The project is dedicated to the life of queer communities in a number of post-soviet cities. The field part of the project took the form of a series of original artistic workshops centred around a well-known artefact called the Dreamachine. These workshops became temporary queer utopias, providing a safe space for dreaming, reflection, creativity and exchange. The initial idea was to use Dreamachine as a source of subjective experiences/images (hereafter ‘dreams’) that are translated into written or oral form (so-called ‘dream reports’) and can subsequently be developed into an artefact using any other artistic medium. For obvious reasons such further development did not happen often, so the material I was working with was mostly dream reports – that is, ideas, thoughts and visions in the form of text. One of the key concepts in our project was the concept of opacity, as opposed to the Western paradigm of visibility and as formulated by Édouard Glissant. What it meant for us was, first of all, that we prioritised safety and did not disclose either participants or their dreams and conversations that took place inside the ‘magic circle’ of the Dreamachine. My decision to transform the dream reports into a set of images that eventually comprised a deck of associative cards was made in accordance with the opacity paradigm. 


WORKSHOP FOR DREAMING


Being post-soviet outcast ourselves, we felt that despite the specificity of each city, the queer communities everywhere within the post-soviet space share the feeling of estrangement from the local social order dominated by hetero-sexist norms, and this feeling can tap into international solidarity networks.
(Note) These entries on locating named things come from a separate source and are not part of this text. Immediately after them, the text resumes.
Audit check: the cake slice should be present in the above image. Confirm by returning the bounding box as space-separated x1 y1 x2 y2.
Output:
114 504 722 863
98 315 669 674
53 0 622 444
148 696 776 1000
At the same time we did not want to provoke in participants complaints or pain narratives typical for the studies of post-soviet queers. Our intention was to avoid imposing any theoretical frameworks or preconceptions regarding queer lives, whether in the form of questionnaires, interviews or agendas of Western origin. In the context of a research commissioned by the Western academia, even a neutral question like “how are you living here?” can sound like an invitation to talk about the hardships of living a queer life in a homophobic environment. We did not want to set up anything thematically — the point was to find out which topics are considered relevant by the participants themselves. This is the reason why in our research we touched on the quasi-universal topic of dreams. It allowed us to cede the prerogative of setting agenda and suggesting topics to the participants themselves – or, more precisely, not even to the participants as such but to their unconsciousness responsible for producing dreams — or daydreams – with the little help of the Dreamachine.